Делиться с Людой чем-либо было делом неблагодарным, все оказывалось несмешным, неинтересным, неглубоким, будто весь душевный инструмент в ее присутствии тупился. Зато сама вся состояла из правил и, когда их нарушали, задиралась, как сырая доска под рубанком, и каждая заноза заявляла о своих правах и требовала справедливости. Дела отставлялись, как утюг, включался аппарат попреков, и разражался глупый и великий скандал.
После ссоры никогда не мирилась первая и, казалось, могла сколько угодно жить под одной крышей отдельно и равнодушно. Когда шел мириться первым, чтобы прекратить глупую растрату жизни, улыбалась и разговаривала, будто ничего не произошло. В недели отчуждения начинала готовить еще вкуснее: мол, стараюсь, ни на что невзирая, масть держу, а вы все не цените. Считала, что мужик без жены обречен на грязь и голодовку, и главную свою нужность видела в
“накормить-обстирать”, не вслушиваясь в Прокопича, повторявшего, что может сам себя и накормить, и обстирать “лучше любой бабы” и что ему друг нужен.
Губы у нее были крупной и капризной отливки, а глаза небольшие, стеклянно-дымчатые, в розоватых припухлых веках и с ресницами чуть склеенными, не то росисто, не то воспаленно.

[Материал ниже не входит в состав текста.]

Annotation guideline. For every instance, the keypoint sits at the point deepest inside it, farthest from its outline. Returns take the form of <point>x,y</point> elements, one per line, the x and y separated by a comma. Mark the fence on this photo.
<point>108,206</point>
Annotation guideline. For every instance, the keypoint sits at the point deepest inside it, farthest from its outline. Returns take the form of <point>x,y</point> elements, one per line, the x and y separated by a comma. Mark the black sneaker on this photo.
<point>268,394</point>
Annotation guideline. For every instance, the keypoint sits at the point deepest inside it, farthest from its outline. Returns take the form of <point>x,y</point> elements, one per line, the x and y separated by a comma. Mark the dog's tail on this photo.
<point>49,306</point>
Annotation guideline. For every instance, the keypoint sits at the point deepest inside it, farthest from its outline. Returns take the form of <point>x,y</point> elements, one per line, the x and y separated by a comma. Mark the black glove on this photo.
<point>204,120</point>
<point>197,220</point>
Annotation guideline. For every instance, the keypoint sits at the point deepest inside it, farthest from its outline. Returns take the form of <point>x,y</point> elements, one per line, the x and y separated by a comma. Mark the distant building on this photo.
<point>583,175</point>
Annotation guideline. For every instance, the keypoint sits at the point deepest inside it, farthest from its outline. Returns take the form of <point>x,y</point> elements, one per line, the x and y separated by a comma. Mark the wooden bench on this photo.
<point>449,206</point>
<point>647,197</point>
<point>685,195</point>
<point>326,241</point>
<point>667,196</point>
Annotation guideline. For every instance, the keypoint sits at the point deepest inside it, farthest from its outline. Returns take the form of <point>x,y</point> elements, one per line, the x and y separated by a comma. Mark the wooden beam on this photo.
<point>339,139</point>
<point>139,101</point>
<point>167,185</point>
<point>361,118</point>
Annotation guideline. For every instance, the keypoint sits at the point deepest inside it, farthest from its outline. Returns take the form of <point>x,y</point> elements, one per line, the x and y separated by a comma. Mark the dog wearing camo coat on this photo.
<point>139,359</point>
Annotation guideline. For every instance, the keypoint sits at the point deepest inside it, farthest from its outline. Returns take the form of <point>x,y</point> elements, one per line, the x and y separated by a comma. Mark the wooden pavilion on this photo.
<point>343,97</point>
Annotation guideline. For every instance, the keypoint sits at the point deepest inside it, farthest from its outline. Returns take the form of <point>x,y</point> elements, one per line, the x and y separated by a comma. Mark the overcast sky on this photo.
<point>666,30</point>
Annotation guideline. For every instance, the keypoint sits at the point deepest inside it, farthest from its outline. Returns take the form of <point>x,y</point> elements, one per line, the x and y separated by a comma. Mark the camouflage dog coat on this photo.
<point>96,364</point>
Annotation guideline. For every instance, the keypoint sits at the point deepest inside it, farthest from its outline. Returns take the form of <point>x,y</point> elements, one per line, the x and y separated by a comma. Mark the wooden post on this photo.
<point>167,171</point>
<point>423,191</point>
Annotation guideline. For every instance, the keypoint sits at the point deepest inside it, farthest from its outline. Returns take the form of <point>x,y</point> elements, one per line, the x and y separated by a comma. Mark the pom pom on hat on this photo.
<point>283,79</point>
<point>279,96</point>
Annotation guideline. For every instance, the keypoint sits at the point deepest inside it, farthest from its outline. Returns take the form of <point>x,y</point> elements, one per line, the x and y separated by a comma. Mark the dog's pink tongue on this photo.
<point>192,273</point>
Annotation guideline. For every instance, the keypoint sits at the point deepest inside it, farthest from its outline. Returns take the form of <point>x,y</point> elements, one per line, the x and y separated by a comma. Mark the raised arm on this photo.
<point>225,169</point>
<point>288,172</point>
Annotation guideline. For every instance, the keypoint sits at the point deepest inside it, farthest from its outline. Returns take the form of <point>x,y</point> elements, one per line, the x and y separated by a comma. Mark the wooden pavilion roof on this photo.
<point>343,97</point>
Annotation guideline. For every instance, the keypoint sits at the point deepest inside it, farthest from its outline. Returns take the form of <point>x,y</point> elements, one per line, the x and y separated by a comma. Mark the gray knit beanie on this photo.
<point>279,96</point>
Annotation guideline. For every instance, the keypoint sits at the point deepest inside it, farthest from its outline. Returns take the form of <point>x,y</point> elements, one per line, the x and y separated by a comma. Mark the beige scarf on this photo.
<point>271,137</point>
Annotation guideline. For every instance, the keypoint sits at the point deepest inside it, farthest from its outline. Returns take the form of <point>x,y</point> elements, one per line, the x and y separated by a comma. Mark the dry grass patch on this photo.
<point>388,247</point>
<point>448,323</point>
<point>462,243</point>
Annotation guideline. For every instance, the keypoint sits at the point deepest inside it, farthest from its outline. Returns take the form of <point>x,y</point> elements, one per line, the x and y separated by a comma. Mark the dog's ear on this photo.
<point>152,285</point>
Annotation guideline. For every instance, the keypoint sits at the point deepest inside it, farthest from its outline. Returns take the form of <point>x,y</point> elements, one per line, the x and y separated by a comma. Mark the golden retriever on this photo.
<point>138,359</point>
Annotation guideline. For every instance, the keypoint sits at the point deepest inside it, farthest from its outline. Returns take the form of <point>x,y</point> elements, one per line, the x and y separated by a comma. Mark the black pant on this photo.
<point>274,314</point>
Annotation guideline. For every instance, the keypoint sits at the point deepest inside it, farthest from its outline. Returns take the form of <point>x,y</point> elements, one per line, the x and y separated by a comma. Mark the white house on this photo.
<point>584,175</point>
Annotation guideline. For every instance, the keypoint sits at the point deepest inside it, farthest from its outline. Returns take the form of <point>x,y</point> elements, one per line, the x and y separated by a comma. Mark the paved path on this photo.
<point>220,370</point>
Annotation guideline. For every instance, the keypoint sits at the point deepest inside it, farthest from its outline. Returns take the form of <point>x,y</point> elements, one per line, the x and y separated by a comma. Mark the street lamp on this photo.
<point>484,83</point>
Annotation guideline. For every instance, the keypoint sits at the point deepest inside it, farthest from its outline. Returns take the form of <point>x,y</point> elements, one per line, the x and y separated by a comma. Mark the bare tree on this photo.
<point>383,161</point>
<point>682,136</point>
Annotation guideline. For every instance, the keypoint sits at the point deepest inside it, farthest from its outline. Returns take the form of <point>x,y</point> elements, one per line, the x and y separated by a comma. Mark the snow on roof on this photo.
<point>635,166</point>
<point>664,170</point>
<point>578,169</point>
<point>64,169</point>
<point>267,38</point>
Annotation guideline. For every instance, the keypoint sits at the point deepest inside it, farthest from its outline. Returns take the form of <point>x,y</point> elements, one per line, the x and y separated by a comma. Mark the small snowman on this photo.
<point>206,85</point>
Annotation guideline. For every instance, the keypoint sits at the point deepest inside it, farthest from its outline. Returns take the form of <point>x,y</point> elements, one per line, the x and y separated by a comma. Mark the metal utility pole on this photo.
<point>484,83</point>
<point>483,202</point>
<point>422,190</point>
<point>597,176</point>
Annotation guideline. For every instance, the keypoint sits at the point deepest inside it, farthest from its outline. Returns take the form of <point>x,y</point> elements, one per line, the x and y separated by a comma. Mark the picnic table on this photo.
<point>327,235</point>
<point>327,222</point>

В разрезе глаз, в веках, в сходе ресниц, когда она их прикрывала, был тот же богатый и вольный росчерк плоти, что и в губах. Тонкие выгнутые брови высоко огибали глаза, и лицо казалось неподвижным, напоминая маску, которая тем сильнее походила на лицевой диск совы, чем отвлеченней был предмет разговора, и лишь ночью упруго расцветало требовательным ртом. Тело имела сильное, незагорающе-белое и веснушчатое.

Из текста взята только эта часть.